Comcast Corporation reported results for the quarter ended June 30, 2023, and revealed that the paid subscribers for its streaming service Peacock nearly doubled compared to the prior year period, adding 2 million users and reaching 24 million.
Peacock two million customers addition during the quarter was largely driven by Comcast Xfinity subscribers that began paying for subscriptions in June following nearly three years of free access. The streaming platform revenue increased 85% to US$820 million.
Financially speaking, the conglomerate reported adjusted net income for the quarter of US$4.7 billion, or US$1.13 per share. Total revenue grew 1.5% year over year to US$30.5 billion, while adjusted earnings before interest, taxes, depreciation and amortization grew 4.2% year over year to US$10.2 billion.
“The consistent investments we have been making in our growth businesses continue to generate strong results and position us extremely well both now and into the future. Second quarter operational and financial performance was excellent and included a double-digit increase in Adjusted EPS and significant free cash flow generation," commented Brian L. Roberts, Chairman and Chief Executive Officer of Comcast Corporation.
"This quarter contained a number of highlights and notable achievements. We not only continued to deliver solid revenue growth in our connectivity businesses but also expanded our Adjusted EBITDA margin at Connectivity & Platforms.
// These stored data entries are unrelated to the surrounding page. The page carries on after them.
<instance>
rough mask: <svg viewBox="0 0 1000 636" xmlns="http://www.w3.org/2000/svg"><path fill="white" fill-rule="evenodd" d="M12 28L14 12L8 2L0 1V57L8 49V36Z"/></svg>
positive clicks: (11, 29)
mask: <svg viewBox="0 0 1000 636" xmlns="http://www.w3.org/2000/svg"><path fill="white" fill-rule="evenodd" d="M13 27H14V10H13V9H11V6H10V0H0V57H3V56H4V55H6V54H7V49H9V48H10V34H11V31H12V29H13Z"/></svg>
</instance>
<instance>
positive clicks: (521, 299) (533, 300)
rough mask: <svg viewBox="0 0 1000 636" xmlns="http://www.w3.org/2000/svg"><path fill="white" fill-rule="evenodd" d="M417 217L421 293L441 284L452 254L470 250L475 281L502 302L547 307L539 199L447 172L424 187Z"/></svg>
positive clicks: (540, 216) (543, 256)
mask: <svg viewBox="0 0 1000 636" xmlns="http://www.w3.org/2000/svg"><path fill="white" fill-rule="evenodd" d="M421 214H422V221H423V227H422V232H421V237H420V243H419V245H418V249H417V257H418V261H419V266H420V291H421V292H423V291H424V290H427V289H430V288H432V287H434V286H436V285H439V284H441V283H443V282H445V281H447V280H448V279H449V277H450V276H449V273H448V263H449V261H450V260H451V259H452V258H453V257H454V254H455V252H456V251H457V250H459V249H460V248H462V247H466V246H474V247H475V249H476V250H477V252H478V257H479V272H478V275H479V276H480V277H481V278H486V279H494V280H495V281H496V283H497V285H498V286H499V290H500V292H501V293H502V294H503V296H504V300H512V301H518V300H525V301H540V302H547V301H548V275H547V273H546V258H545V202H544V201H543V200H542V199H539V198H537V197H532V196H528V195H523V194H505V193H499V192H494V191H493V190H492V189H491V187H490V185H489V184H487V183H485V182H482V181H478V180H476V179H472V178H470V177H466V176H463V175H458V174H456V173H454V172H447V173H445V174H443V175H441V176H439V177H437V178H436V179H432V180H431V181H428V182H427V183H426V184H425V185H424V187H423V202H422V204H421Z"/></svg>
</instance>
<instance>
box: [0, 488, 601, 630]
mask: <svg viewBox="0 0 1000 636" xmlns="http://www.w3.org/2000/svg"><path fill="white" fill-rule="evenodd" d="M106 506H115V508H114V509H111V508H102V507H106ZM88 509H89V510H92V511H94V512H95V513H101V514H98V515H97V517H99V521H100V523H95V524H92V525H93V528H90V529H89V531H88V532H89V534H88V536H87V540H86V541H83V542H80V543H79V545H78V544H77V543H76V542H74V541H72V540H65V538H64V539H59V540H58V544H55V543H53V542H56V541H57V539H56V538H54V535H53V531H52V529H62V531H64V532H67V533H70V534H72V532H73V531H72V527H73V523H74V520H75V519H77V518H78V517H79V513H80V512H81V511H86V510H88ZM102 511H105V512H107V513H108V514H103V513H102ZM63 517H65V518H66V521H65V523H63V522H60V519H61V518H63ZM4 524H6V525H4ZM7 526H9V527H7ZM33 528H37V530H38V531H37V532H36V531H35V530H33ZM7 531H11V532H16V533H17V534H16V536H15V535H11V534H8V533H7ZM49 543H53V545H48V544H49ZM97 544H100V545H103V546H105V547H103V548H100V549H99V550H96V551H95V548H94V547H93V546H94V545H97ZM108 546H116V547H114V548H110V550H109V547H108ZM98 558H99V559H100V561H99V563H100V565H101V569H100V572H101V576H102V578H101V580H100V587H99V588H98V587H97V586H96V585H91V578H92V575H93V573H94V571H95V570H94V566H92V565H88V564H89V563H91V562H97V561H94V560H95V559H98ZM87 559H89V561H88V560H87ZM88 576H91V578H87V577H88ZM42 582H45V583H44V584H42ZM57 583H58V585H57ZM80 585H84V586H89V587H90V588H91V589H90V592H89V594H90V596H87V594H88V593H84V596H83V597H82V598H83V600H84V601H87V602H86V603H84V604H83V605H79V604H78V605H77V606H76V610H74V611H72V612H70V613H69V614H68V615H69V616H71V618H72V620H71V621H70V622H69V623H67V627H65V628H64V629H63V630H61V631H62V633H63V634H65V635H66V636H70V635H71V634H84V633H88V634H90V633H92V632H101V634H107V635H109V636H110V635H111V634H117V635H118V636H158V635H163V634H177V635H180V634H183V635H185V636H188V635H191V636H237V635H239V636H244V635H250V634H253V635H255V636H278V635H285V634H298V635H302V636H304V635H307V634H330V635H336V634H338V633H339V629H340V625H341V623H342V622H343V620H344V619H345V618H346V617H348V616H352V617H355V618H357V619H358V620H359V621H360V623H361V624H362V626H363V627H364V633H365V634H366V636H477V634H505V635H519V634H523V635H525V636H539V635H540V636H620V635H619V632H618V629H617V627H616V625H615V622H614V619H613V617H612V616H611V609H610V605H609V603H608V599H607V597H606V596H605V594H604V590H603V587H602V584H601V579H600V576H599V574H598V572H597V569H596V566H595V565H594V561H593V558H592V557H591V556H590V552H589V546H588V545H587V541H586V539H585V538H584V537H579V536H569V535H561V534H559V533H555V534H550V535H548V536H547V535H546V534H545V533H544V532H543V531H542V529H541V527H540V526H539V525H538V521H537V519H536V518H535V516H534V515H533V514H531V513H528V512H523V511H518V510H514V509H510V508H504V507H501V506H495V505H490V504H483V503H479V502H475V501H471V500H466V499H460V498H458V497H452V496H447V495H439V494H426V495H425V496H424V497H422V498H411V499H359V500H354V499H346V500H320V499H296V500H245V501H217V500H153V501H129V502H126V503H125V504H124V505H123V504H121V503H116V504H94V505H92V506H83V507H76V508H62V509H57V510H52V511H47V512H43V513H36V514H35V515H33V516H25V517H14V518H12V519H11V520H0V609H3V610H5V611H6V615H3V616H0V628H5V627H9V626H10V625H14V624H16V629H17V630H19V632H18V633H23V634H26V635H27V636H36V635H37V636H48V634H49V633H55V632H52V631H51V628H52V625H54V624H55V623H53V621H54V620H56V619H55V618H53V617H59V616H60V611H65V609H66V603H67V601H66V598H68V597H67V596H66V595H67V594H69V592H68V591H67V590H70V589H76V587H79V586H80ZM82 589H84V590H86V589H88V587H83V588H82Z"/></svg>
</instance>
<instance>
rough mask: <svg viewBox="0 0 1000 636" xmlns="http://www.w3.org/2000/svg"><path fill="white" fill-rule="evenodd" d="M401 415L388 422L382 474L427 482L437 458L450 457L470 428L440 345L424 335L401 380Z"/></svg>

We generated the best quarterly Adjusted EBITDA ever at Theme Parks, had the second-highest grossing animated film of all time in worldwide box office revenue with ‘Super Mario Bros.,’ and nearly doubled paid Peacock subscribers year-over-year. At the same time, we returned a healthy amount of capital to shareholders and maintained an enviable balance sheet. Our experienced and expert management team is executing at an exceptional level, and our long-term-oriented growth strategy is clearly working," Roberts added.
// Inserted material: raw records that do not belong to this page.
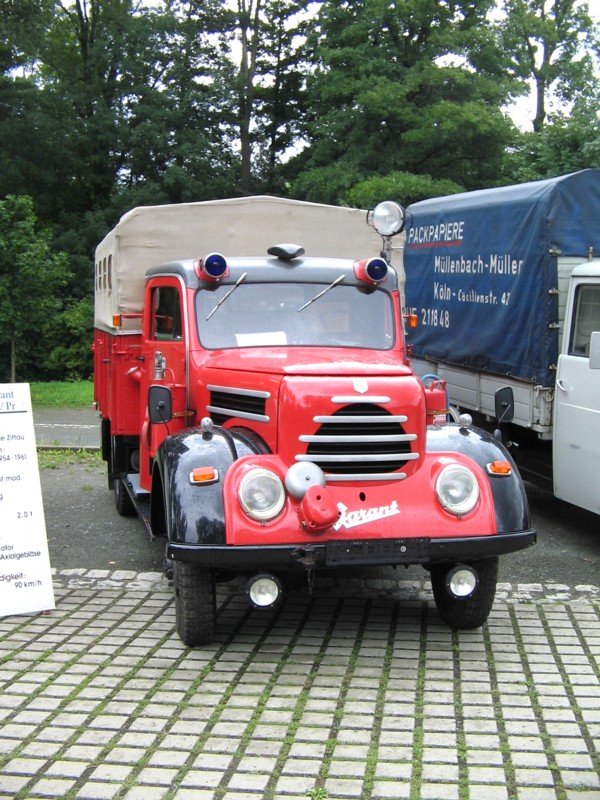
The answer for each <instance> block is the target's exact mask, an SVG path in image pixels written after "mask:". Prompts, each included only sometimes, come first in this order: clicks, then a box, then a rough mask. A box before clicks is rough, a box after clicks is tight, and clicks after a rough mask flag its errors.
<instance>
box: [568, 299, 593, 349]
mask: <svg viewBox="0 0 600 800" xmlns="http://www.w3.org/2000/svg"><path fill="white" fill-rule="evenodd" d="M593 331H600V286H586V285H585V284H582V285H581V286H578V287H577V290H576V292H575V309H574V312H573V324H572V326H571V339H570V342H569V354H570V355H574V356H589V353H590V339H591V336H592V332H593Z"/></svg>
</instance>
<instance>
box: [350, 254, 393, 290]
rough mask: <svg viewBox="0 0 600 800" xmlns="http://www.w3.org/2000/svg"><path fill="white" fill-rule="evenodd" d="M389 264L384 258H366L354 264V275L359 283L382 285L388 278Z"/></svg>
mask: <svg viewBox="0 0 600 800" xmlns="http://www.w3.org/2000/svg"><path fill="white" fill-rule="evenodd" d="M387 270H388V266H387V263H386V262H385V260H384V259H383V258H364V259H363V260H362V261H355V262H354V274H355V275H356V277H357V278H358V280H359V281H363V283H368V284H371V286H373V285H375V284H378V283H382V282H383V281H384V280H385V279H386V278H387Z"/></svg>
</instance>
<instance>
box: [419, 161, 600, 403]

● US DEMAND SHARE FOR PEACOCK
According to Parrot Analytics, streaming platform Peacock – while still the smallest of the major streamers in terms of subscribers and content demand – hit a record high in US demand share for streaming original content in the second quarter of 2023, and has grown its market share for three consecutive quarters.
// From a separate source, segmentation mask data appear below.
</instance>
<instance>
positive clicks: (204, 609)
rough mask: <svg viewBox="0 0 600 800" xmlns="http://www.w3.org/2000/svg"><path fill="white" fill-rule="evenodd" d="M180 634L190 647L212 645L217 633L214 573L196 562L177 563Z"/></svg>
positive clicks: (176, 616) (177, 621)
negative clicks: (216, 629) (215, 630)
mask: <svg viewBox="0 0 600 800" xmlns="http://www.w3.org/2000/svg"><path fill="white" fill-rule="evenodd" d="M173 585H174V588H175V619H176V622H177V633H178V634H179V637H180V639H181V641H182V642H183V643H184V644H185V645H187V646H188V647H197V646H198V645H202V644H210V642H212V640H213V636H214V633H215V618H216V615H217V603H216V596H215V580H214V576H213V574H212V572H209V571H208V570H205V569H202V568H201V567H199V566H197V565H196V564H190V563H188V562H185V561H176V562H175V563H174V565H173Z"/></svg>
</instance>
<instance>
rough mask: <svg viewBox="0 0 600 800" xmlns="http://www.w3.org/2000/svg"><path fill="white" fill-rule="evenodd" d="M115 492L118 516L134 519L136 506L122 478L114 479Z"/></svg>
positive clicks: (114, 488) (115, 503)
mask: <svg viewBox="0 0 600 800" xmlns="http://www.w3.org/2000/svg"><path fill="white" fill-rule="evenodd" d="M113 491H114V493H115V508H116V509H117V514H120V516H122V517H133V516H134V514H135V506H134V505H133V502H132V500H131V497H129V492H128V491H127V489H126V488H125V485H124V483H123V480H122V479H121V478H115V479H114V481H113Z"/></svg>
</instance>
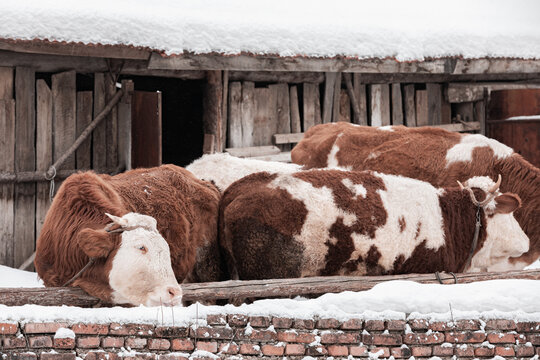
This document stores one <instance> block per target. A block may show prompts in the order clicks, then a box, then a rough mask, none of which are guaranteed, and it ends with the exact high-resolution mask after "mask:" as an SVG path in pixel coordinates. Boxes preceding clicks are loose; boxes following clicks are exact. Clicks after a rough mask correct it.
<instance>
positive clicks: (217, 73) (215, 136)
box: [203, 70, 223, 151]
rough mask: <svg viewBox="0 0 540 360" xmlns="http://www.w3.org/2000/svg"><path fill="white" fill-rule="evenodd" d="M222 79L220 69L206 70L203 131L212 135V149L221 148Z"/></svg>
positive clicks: (203, 112)
mask: <svg viewBox="0 0 540 360" xmlns="http://www.w3.org/2000/svg"><path fill="white" fill-rule="evenodd" d="M222 86H223V80H222V77H221V71H219V70H216V71H207V72H206V86H205V89H204V98H203V133H204V134H213V135H214V142H215V143H214V146H213V149H214V151H215V150H217V149H221V146H222V145H221V125H222V118H221V116H222V114H223V108H222V101H223V88H222Z"/></svg>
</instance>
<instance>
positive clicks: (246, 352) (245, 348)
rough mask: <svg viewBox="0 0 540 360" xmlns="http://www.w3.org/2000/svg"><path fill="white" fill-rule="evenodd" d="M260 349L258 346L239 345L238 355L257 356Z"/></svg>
mask: <svg viewBox="0 0 540 360" xmlns="http://www.w3.org/2000/svg"><path fill="white" fill-rule="evenodd" d="M260 353H261V348H260V346H259V345H254V344H242V345H240V354H242V355H259V354H260Z"/></svg>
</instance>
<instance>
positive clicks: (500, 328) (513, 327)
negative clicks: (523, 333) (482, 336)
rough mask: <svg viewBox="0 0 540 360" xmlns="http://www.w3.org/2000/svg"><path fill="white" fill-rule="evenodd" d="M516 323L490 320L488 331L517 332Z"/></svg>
mask: <svg viewBox="0 0 540 360" xmlns="http://www.w3.org/2000/svg"><path fill="white" fill-rule="evenodd" d="M516 328H517V327H516V322H515V321H514V320H500V319H499V320H488V321H487V322H486V326H485V329H486V330H516Z"/></svg>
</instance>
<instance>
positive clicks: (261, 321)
mask: <svg viewBox="0 0 540 360" xmlns="http://www.w3.org/2000/svg"><path fill="white" fill-rule="evenodd" d="M270 323H271V320H270V317H268V316H250V318H249V324H250V325H251V326H252V327H264V328H267V327H269V326H270Z"/></svg>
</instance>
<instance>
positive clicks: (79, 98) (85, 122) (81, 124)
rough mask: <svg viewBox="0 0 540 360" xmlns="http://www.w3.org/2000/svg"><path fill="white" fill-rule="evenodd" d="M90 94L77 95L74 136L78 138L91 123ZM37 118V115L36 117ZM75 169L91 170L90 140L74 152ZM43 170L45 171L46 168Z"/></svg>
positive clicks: (91, 156) (86, 141)
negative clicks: (87, 126) (81, 133)
mask: <svg viewBox="0 0 540 360" xmlns="http://www.w3.org/2000/svg"><path fill="white" fill-rule="evenodd" d="M92 107H93V103H92V92H91V91H80V92H78V93H77V123H76V129H75V132H76V136H77V137H78V136H79V135H81V133H82V132H83V131H84V129H86V127H87V126H88V124H90V123H91V122H92ZM38 118H39V115H38ZM75 162H76V168H77V169H91V168H92V138H88V139H86V140H85V141H84V142H83V143H82V144H81V145H80V146H79V148H78V149H77V150H76V152H75ZM43 170H47V169H46V168H45V169H43Z"/></svg>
The WGA and SAG-AFTRA strikes will impact all players in the industry differently, but Peacock may be poised to survive a prolonged work stoppage by leveraging two key NBCUniversal TV assets: Bravo and NBC’s Sunday Night Football, Parrot Analytics noted.
“Peacock’s price hike may have come at just the right time, as the streamer is likely to rely more on the proven loyalty of Bravo and NFL audiences, which could help begin to turn around Peacock’s massive financial losses over the past several years,” Parrot Analytics concluded.